No século XXI, já não basta que a escola desenvolva habilidades meramente cognitivas nos alunos – como o ensino de matemática ou português. Com o multiculturalismo, as relações de trabalho afetadas pela tecnologia e paradigmas do passado sendo superados, as instituições devem incutir nos pequenos competências como resiliência, colaborativismo, equilíbrio emocional, empatia e muitas outras.

Tais capacidades são chamadas de habilidades socioemocionais. Elas são tão importantes que o Brasil prevê que todas as escolas devem aplicá-las no currículo até 2020, segundo as novas diretrizes da Base Nacional Comum Curricular (BNCC). Em países desenvolvidos, como é o caso do Japão, competências do tipo já estão no DNA escolar.

É o caso do ‘sempai-kohai’, hábito que faz parte da cultura japonesa e diz respeito à relação dos novatos com os mais velhos. Aos pequenos é ensinado o respeito pelos veteranos e, estes por sua vez, cuidam dos outros, os protegem dos perigos e dão o exemplo de liderança e responsabilidade a partir de suas condutas.

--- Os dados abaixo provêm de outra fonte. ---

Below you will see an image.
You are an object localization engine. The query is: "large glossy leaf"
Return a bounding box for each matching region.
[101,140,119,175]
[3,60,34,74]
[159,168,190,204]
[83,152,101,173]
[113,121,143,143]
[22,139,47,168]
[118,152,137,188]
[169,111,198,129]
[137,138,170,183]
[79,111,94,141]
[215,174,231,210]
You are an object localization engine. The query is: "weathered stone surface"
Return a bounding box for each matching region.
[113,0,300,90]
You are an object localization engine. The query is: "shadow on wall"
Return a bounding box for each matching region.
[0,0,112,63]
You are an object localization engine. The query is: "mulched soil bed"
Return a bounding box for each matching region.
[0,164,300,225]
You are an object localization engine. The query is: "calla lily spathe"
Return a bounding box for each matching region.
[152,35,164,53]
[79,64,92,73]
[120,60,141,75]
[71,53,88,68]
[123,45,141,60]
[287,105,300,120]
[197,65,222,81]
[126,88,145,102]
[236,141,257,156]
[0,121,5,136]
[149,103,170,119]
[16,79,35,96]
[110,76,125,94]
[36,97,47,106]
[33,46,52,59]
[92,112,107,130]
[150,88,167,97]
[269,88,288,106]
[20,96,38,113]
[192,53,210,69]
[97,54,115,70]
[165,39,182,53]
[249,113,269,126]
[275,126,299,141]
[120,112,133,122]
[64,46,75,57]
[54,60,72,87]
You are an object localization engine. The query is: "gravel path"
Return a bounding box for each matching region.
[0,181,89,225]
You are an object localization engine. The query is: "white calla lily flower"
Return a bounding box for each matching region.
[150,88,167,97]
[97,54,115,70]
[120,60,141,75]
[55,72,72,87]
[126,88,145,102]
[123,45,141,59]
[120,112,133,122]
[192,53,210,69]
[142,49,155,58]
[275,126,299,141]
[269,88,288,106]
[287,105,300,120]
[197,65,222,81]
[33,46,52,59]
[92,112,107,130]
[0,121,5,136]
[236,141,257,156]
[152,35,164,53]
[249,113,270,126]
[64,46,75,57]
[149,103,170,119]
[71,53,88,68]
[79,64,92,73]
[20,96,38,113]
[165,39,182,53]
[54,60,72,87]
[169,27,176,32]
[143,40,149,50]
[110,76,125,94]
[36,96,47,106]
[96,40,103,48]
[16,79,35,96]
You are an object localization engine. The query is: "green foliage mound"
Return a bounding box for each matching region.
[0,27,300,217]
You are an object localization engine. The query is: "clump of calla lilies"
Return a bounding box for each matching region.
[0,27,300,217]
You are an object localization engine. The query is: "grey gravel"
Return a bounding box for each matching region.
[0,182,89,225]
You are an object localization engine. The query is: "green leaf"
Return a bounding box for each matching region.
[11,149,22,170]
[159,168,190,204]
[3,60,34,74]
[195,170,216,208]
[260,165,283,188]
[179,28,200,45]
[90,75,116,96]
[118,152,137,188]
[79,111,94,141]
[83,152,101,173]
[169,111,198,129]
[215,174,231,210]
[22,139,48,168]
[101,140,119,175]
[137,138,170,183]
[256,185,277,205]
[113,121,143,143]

No país oriental é também na escola que os alunos aprendem a valorizar o cuidado com a coisa pública. São os próprios estudantes que limpam as áreas comuns dos colégios em grupos, uma forma de despertar o senso de coletividade. O conceito aplicado é de ensinar as crianças a deixarem o ambiente igual ou melhor do que antes, ou seja, são desenvolvidas as habilidades de cidadania e trabalho em equipe. Os resultados são colhidos por toda a sociedade, já que é praticamente impossível encontrar lixo em vias públicas do Japão.

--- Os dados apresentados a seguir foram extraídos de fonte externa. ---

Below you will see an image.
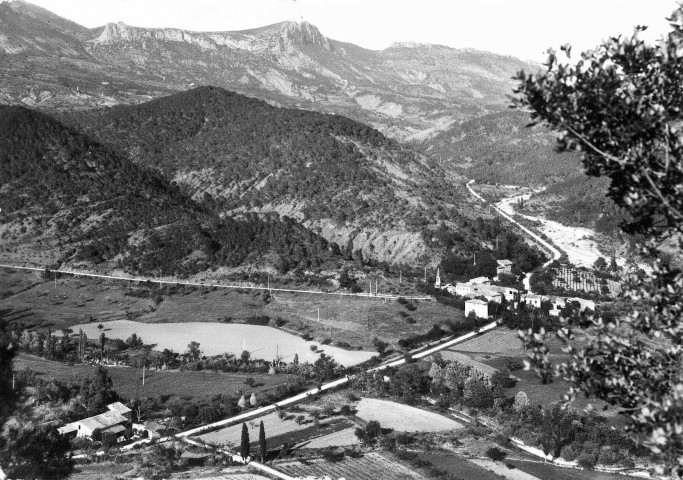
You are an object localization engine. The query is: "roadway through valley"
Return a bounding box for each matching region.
[0,264,434,301]
[467,180,562,292]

Os exemplos são alguns modos de despertar as habilidades socioemocionais nas crianças. Na Escola Roberto Norio, a educadora japonesa Kazuko Yamauchi traz alguns dos conceitos da didática nipônica a São Paulo. As crianças vão desenvolvendo desde cedo a autonomia, a responsabilidade, o senso de liderança e a empatia por meio de pequenas atitudes do dia a dia, como se organizar para o lanche e respeitar horários. A ideia é que na 5ª série os alunos estejam aptos a realizar uma viagem de intercâmbio ao Japão.

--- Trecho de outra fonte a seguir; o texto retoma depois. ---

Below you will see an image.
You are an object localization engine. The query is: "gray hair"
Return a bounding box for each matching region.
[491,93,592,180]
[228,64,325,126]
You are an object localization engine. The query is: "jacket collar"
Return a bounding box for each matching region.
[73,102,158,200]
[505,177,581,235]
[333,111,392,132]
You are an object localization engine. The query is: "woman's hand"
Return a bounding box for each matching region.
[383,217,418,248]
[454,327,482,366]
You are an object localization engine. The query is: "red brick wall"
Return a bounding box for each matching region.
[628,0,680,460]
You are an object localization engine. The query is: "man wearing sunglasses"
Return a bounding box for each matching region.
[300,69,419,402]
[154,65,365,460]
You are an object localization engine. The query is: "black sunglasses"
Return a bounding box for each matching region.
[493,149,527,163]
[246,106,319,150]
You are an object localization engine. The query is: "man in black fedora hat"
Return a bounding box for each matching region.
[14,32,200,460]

Educar vai muito além de ensinar conteúdos pragmáticos. A missão da nossa escola é proporcionar às crianças a capacidade de escolha do seu caminho. Na Roberto Norio ofereceremos as ferramentas para que os alunos se conheçam melhor e possam ter relações mais saudáveis com os outros; construindo assim uma sociedade mais igualitária, respeitosa e humana.